[darcs-devel] Activation Patches

Wed May 30 15:49:35 PDT 2007

Hello,

After what seems like an eternity of bumbling with patch theory and a
lot of help from David, I've implemented activation patches as a new
patch type in darcs.

Below is a description of what I learned, what I did, and why.  I hope
that by describing what I learned others can begin learning more about
patch theory.

Motivation:  Why a new patch type?

As you may know, I'm part of an effort to improve conflict handling in
darcs.  We have come up with a plan that allows users to cancel and
activate patches (more on this later).  Implementing activation
patches is the first step in this direction.

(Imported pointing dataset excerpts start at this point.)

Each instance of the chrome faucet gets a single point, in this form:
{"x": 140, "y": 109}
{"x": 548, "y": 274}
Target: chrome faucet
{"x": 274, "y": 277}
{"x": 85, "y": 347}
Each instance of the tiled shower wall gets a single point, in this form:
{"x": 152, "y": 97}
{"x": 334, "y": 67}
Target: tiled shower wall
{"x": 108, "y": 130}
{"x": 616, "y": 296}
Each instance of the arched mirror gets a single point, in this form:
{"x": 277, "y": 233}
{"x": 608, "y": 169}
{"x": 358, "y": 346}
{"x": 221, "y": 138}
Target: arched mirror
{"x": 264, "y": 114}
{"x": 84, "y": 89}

What is an activation patch?

An activation patch consists of a patch, which it activates, and a
context.  The context is a set of patches which do not commute with
the activated patch (the reason for this representation will be
explained later).  For example, if A, B, C and D are all patches, we
might use the following notation to represent an activation patch
which activates A:
  (_A_BCD)
This would mean that the activation patch activates A (hence the
underlining) and that B, C, and D do not commute with A.  It should be
noted that this notation works much better on paper.  I'm still
searching for a better notation, perhaps with square brackets as this
notation makes parenthesis significant for more than simple grouping.

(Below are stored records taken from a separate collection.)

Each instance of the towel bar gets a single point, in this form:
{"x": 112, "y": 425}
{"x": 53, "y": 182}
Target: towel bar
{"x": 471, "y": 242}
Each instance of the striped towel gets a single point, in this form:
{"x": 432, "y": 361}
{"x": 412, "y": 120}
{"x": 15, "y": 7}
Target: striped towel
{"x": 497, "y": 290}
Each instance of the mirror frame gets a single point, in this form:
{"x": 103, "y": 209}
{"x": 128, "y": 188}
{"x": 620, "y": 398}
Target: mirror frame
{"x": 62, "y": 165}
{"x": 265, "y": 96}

Notable Properties of activation patches:

Normally when two patches are commuted, say hunk patches, they modify
the representation of each other.  This is done to maintain the
starting and ending contexts of the patches.  Using lower case letters
to represent the state of the repository, we could use notation like
this to talk about the contexts of a patch sequence:
  o A a B b
Here we mean that we started in some original state o, applied patch
A, which places us in a context a, then applied patch B to get context
b.  In general, commuting A with B, yields two new patch
representations of the same changes, A' and B'.  The way that the
representations vary is in their contexts.  So, B' goes from context o
to a new context c, and similarly, A' must go from c to b (we must
have the same ending state, the state that includes both the changes
from A and the changes from B).  Above, I used context and state
interchangeably, but really a state describes a repository after patch
applications and a context tells you what state the repository must be
in for the patch to be applicable.  It turns out that patch context is
extremely useful for reasoning about patches.

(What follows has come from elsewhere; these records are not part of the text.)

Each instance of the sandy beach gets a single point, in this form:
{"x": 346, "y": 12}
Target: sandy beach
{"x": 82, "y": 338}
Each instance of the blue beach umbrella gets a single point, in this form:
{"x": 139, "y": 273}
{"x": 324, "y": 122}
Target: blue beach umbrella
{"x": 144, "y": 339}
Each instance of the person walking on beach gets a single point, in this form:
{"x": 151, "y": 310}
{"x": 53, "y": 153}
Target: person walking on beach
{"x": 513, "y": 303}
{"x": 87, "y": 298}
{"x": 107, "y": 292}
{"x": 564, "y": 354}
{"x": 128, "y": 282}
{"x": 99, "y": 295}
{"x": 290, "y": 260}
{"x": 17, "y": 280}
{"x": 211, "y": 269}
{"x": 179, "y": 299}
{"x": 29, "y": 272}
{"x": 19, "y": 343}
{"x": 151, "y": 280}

1) An activation patch has no direct effect on the state of the
repository.  Several properties are derived from this.  (There is
something it has an effect on, but we'll get to that later.)

2) An activation patch should never modify other patches.  An
activation patch is not designed to modify the repository state
directly.  That means, using the above notation for context, that an
activation patch has this form:
 o (_A_) o

Notice that it starts in some context o and leaves the repository in
the same context.  The consequence of this is that the activation
patch cannot modify patches that it commutes with or else it would
require a new context and hence modify the repository state.

2)  An activation patch is its own inverse.  Since the activation
patch does not modify the repository state, it should be clear that
the patch is its own inverse.

3) The activation patch must commute with all other patches, except
for the activated patch with which it must always fail to commute.  In
patch theory, patch dependencies are expressed through commutation.
When two patches fail to commute, then they depend on each other.
When two patches commute, they are independent.  To have the
activation patch correctly activate just the patch it is associated
with it must fail to commute with exactly that patch and succeed with
all other patches.

Now that we have a representation of activation patches,  several
crucial properties, and an understanding of context we are ready to
implement the activation patch commutation rules.

Implementation:

First, we need to learn about clever_commute.  We use clever_commute
to ensure the following property (the caret means inverse, prime means
same change, different representation):

AB <--> B'A' if and only if B^A^ <--> A^'B^'

That is, whenever we can commute two patches their inverses also
commute and vice versa.  The type of clever_commute is:
clever_commute :: ((Patch, Patch) -> Perhaps (Patch, Patch)) ->
                (Patch, Patch) -> Perhaps (Patch, Patch)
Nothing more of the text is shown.